Chickens and pigs were lucky symbols that protected the wearer from drowning or falling overboard.
Swallow tattoo designs, or blue birds, were symbols of an accomplished sailor.
A sailor must travel a certain number of miles before they earned the right to wear a swallow tattoo. Other traditions include crossing the Atlantic, returning from across the Atlantic, and crossing the Equator. You could tell the accomplishments and milestones a military sailor achieved by reading his tattoos. Hula girls were representative of natives, often symbols of distant lands the ship had visited or the allure and mystery of the indigenous people.

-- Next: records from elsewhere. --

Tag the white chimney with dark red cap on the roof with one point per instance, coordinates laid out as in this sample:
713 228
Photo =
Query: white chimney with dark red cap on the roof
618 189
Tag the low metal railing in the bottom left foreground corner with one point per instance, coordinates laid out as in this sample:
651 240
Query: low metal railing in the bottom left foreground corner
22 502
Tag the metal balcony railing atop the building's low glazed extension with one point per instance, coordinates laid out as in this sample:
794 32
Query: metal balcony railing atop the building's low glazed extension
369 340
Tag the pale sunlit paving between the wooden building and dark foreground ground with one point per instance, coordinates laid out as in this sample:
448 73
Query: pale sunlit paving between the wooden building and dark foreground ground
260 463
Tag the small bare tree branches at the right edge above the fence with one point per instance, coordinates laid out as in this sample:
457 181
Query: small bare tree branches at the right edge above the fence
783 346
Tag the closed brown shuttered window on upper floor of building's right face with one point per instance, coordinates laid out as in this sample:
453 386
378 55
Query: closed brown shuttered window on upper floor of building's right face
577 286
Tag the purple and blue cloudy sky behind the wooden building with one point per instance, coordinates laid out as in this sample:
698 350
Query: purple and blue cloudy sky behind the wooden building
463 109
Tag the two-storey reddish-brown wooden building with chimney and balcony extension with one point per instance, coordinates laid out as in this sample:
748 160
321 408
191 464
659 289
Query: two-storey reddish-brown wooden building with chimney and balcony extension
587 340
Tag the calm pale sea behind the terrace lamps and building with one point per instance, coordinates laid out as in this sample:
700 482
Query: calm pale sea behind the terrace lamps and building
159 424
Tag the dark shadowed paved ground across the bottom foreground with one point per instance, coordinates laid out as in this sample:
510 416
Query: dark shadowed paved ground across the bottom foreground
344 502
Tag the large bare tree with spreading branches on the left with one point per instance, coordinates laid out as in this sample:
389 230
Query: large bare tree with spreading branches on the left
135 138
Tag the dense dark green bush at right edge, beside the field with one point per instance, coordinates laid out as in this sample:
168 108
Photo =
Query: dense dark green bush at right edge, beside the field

From this illustrious history, tattoos have become a huge part of service in most branches of the military. Committing your life to the service of your country is an enormous sacrifice that bonds those who work together. Branches of the military, like Navy, Air Force, and Army, are usually very proud of their branch and very protective of their fellow service men and women. Tattoos representative of these branches, like the emblems and insignia specific to each, are very popular tattoo designs.
Perhaps even more closely knit, elite corps like the Marines and the special forces like the Green Berets have particularly high morale and fierce pride and solidarity. Pride in one's service is more likely to encourage expressions of that pride, which can take the form of tattoos.
The US Marines, for example, are known as the Devil Dogs, which they take great pride in. Tattoos of the Marine emblem, dogs, eagles, and flags are very common among members of the US Marine Corps.
Blood type and emergency medical information is another wartime tattoo. If injured in combat, their medical information cannot be missed, regardless of where they are and what they are wearing.
Gun tattoo designs, often representations of the soldier's actual weapons and equipment, are very common among military personnel.
The names of children and loved ones, as well as their portraits, is popular. Those in the military can be separated from their family for months or years at a time. A tattoo of their image, or something associated with them, is a permanent reminder and memento in a world where there is little room for personal property and extra objects.
Tribute or memorial style tattoos are also a common design. They are done to honor a fellow soldier who has perished in the line of duty. Often seen with lettering tattoo designs (like names of fallen soldiers), these tattoos show how soldiers are close to each other, and share a bond so intense that many people cannot understand.
Heritage, beyond American pride, is seen as well. Those of ethnic descent, like Italian, British, Irish, French, Spanish, Russian, Mexican, Hawaiian, Cuban, or Canadian, might get a tattoo representative of that culture. When joining the military, you leave your community where there may be many others like you. In the military, people are gathered from all over the country, so pride in your origins is not uncommon. Sometimes, these tattoos are used to represent individuality in an environment designed to create unity and solidarity.
However, most military branches have rules for visible tattoos or tattoos done while in service. Typically, although this varies by specific branch and country, neck, hand, and facial tattoos are prohibited. As of January 2006 however, the Army's policies on hand and neck tattoos have changed. Sometimes, there are also rules about how much of the body can be tattooed while in service.
Racist or controversial tattoos are also prohibited, along with overtly sexual, derogatory, or offensive images. Some countries are more likely to have rules and regulations against tattooing among military servicemen, particularly less liberal countries with more conservative values and cultural ideals. America and Britain have a comparatively relaxed view of body modification that other, more strict, nations. Of course, patriotic tattoo designs are more than allowed and sometimes even encouraged.
Because of this, the acceptance and tradition of tattooing within the military is highly variable in countries throughout the world, just like the acceptance of tattooing in the civilian population.